Of course it makes sense on one level. Every one has a sob story whether it is from an unhealthy home life, depressed economy and how it affects individuals or the awkward and sometimes absolutely humiliating experience of going through hormonal changes during puberty. Life is not easy and certainly young people have made what we consider to be extreme choices for ages. Romeo and Juliet were how old when they fell madly in love and killed themselves? It doesn't matter, you get the point. Many social and biological factors can be to blame. These factors may not matter at all because these young women are old enough to give live and maybe should be held accountable for their actions instead of leaning on excuses.

With such a spike in teen pregnancy, however, it is virtually impossible to not delve into whether or not this pact truly existed, why it was made and how it happened.

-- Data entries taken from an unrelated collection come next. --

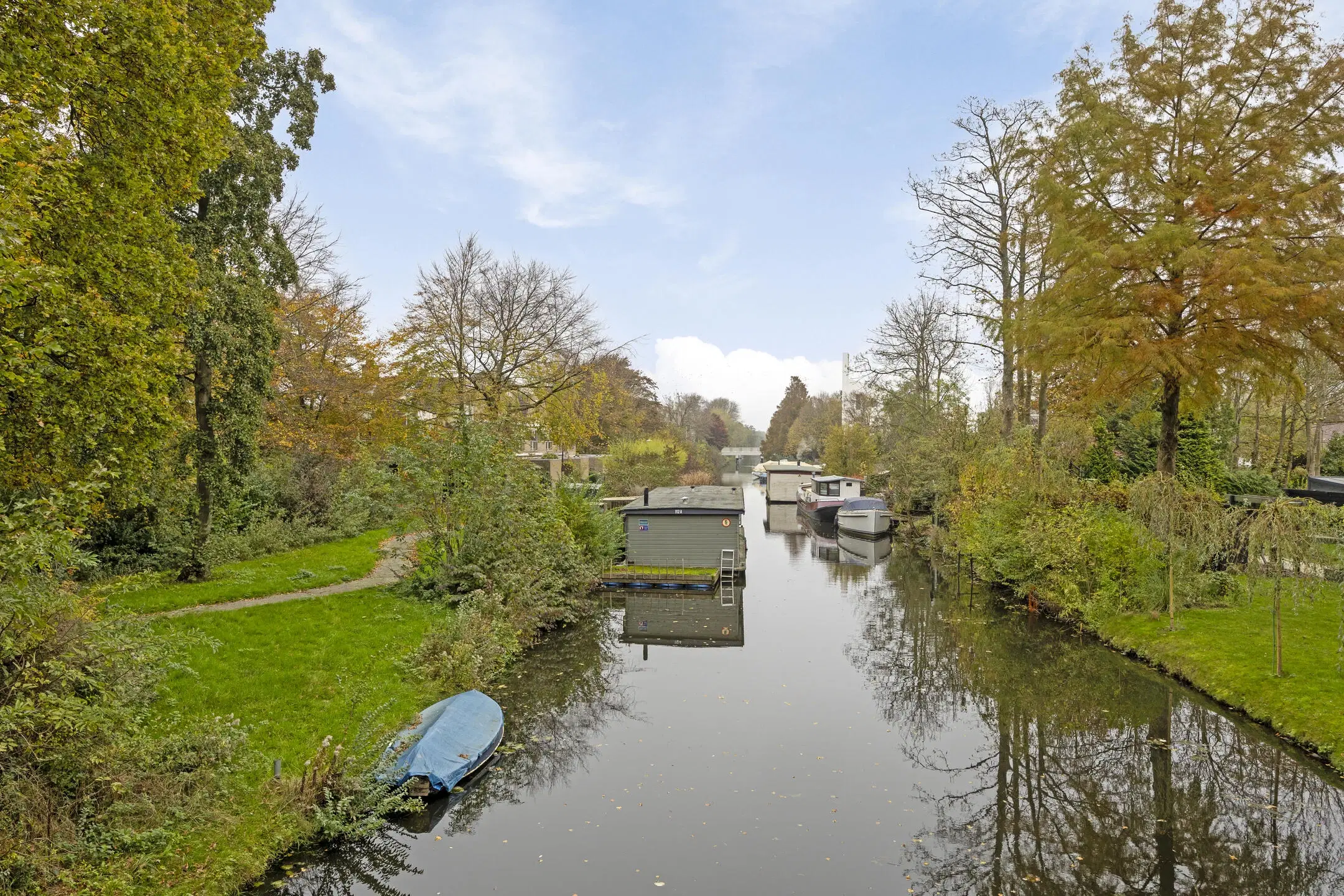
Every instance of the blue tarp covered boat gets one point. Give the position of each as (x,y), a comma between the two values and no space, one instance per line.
(449,740)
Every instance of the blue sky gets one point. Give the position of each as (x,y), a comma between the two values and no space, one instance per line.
(725,176)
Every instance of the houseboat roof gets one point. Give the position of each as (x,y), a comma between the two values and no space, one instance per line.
(791,467)
(690,499)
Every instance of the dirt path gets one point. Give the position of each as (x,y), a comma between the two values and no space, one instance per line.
(393,566)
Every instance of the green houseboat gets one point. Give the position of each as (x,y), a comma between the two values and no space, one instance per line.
(686,526)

To anyone who moves to or lives on the North Shore of Massachusetts, the reputation of Gloucester is well known. It is considered a "weird" place to live. Being a historical and out of the way town with some locals that "never cross the bridge" to the mainland, Gloucester is the home to the Oldest Seaport that boasts a long line of fisherman immigrants that developed its economy fromyou guessed it: fishing. Historic districts are always touted for maintaining past ways of life, but with tradition comes a certain amount of reluctance to change.

Gloucester pedestrian and drivers traverse cracked roads with pot holes, past the seedy parts of town and see abandoned warehouses and old mills and the section of the island where people hang around for countless hours each day because the fishing economy is not at all what it used to be.